Из "ДЕХОРТЕРА". Любимый отрывок про жёлтое небо.
Никто вокруг не хотел верить в существование жёлтого неба. Когда однажды ночью Катя долго не могла уснуть, она обратила внимание на то, что вместо привычной черноты над городом повисла какая-то грязно-жёлтая завеса. Жуткая тишина, стоящая в доме, будила страх чего-то неизвестного, что могло бы нарушить привычный ход вещей. Попытка спросить об этом маму не увенчалась успехом, она только лишний раз прочитала мораль о том, что ночью надо спать, а не на небо смотреть. В школе Катю тоже не поняли. Никто больше из друзей девочки не засыпал лицом к окну.
– Катюха, просыпайся, – мамины руки ласково прошлись по жиденьким волосам.
– Дадсичс, – стандартный ответ уютно свернувшегося в огромном одеяле комочка. Одеяло-то, может, и не было огромным, но вот Кэт проигрывала в размерах практически всему, что окружало её. Такие девочки, казалось бы, созданы для того, чтобы носить их на руках, подкидывать вверх и защищать от всего мира.
Именно тогда Катя научилась видеть «одноглазые сны». Если сказать «дадсичс» и закрыть оба глаза, то мама потом будет ругаться, что она заснула. А если оставить открытым один глаз, а другой прикрыть, удерживая в голове мысль «как бы не уснуть», можно продлить сладкое мгновение перехода из сна в реальность, где жёлтый свет лампочек больно бьёт по хрустальным глазам на пол-лица. Привычка спать одним глазом преследовала её лет до шестнадцати и оправилась на свалку, когда из-за неё пришлось пропустить несколько первых уроков.
К тому времени, как Катя заканчивала собираться, папа уже стоял в прихожей. Кате было интересно, где он ночевал, но она понимала, что ей никто не расскажет. Ей было неловко с ним разговаривать, хотя очень хотелось, а он первым делом спрашивал про маму. Всегда. Про маму.

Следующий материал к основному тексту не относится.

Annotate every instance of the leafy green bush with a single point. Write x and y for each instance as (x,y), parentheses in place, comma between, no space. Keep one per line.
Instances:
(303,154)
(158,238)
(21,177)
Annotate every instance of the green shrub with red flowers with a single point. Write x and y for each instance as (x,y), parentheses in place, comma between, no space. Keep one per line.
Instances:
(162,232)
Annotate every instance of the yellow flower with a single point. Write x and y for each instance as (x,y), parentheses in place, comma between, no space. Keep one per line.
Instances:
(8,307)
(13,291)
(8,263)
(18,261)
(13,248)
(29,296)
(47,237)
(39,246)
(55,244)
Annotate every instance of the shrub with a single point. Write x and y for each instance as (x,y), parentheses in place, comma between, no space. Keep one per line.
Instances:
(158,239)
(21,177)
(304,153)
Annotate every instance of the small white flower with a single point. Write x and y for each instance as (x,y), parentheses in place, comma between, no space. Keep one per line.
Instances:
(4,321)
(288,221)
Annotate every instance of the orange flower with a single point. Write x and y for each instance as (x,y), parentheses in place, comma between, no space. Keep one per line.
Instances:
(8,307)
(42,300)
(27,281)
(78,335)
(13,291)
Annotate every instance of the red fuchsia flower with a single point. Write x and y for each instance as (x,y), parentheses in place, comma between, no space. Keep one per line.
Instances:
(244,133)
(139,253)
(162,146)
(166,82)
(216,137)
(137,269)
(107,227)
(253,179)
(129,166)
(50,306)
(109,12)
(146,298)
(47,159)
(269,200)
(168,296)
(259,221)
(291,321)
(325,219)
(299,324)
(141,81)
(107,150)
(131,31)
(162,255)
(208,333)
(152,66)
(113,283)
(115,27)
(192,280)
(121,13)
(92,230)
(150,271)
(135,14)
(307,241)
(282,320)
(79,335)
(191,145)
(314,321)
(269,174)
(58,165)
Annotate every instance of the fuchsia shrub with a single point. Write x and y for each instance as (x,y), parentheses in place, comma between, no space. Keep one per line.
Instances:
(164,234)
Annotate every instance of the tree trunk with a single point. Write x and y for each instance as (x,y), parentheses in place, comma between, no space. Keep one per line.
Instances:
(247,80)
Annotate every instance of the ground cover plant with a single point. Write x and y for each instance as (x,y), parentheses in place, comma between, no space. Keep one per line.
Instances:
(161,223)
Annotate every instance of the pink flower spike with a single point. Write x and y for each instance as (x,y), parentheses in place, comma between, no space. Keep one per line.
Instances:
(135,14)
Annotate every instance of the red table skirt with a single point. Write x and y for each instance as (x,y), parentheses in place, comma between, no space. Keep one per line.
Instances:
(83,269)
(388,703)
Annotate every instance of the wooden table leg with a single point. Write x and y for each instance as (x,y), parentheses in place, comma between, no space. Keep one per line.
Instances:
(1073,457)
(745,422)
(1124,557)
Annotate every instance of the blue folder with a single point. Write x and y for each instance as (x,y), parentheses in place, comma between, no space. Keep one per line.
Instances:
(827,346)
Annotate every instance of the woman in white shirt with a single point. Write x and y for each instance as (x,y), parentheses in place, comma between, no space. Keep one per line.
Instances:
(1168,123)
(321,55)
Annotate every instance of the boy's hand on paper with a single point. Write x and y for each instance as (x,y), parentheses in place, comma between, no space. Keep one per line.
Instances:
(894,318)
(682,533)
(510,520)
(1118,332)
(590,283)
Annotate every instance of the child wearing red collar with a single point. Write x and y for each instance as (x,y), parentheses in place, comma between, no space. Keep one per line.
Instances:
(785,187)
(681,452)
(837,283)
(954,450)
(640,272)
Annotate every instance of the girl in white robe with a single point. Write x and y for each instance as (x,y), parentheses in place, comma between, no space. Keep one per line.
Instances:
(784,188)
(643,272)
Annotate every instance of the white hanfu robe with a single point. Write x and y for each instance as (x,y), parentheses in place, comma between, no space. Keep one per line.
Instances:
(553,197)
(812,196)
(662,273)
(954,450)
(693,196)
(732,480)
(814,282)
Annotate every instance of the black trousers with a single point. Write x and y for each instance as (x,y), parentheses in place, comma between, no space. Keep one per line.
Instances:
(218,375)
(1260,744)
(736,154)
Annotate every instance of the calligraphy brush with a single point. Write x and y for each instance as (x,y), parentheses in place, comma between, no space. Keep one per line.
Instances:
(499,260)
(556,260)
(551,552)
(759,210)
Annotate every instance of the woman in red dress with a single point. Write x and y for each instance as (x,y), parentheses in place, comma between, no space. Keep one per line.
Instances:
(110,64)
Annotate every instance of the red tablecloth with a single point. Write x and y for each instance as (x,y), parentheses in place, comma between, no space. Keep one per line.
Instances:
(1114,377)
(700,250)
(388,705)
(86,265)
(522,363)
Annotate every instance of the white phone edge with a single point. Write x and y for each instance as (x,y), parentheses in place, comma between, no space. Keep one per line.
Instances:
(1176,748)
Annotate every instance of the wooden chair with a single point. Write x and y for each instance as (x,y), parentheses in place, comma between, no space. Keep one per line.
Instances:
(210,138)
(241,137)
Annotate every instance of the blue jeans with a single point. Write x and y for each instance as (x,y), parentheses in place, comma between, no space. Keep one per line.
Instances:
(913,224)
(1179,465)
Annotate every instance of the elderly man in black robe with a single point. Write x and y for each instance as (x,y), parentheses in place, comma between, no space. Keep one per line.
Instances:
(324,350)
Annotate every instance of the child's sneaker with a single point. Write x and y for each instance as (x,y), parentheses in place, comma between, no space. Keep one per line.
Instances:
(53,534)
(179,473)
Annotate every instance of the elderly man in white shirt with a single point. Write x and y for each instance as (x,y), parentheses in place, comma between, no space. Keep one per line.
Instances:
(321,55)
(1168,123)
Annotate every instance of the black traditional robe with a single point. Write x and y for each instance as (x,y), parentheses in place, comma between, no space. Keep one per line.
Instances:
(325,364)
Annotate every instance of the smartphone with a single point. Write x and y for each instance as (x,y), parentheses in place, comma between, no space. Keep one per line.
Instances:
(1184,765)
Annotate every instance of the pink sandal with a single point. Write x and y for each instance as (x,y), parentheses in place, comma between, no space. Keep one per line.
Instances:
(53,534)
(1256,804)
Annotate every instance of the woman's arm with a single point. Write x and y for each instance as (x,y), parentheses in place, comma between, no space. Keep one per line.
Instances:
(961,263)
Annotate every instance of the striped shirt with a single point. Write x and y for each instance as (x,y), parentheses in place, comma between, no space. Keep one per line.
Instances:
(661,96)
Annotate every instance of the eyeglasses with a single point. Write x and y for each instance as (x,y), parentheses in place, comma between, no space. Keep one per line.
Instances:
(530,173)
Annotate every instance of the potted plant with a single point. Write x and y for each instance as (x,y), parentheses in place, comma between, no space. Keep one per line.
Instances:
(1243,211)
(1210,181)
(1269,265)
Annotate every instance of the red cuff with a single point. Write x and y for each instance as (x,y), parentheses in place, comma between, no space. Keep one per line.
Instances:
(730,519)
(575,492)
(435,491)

Их маршрут до школы был отработан до мелочей, так уж заведено было у папы. Они останавливались у самого начала импровизированного стадиона, того самого велодрома, где Гоша признался ей в любви, папа закуривал сигарету, а Катя махала маме в окно. Она всегда стеснялась, что папа носит её портфель, непомерно тяжёлый, как, в общем-то, у всех в начальной школе, а сама идёт налегке. Когда они доходили до конца площадки, у большого гаража она снова поворачивалась, снова высчитывала четвертое окно сверху, в которое усиленно вглядывалась и, заметив тёмный силуэт, снова махала. Папа в этот момент бросал окурок. Последним остановочным пунктом был поворот, ведущий на большую уличную дорогу, перед которым тоже надо было остановиться. Катя уже ни черта не видела, отчасти из-за падающего зрения, отчасти из-за окружающей темноты, но она знала, что там, в светящемся жёлтом окне на неё внимательно смотрит пара сонных, любящих глаз.
Папа в этот момент тоже махал вместе с Катей. И мама долго ещё стояла в тюлевых объятиях после того, как мужчина и маленькая девочка скрывались за поворотом.
Накануне дня, когда папа провожал её последний раз, Катя снова не могла уснуть. Небо за окном снова было зловеще жёлтым, как будет позже говорить сама Кэт – в духе Достоевского. Она уже знала, что это никакая не мистика, а просто обычное для города явление, когда свет от натриевых ламп, которые имеют оранжевый оттенок, рассеивается в пыльном или туманном воздухе. Но до самой смерти каждый раз, когда, засыпая, видела желтизну вместо черноты, воспринимала это как плохой знак.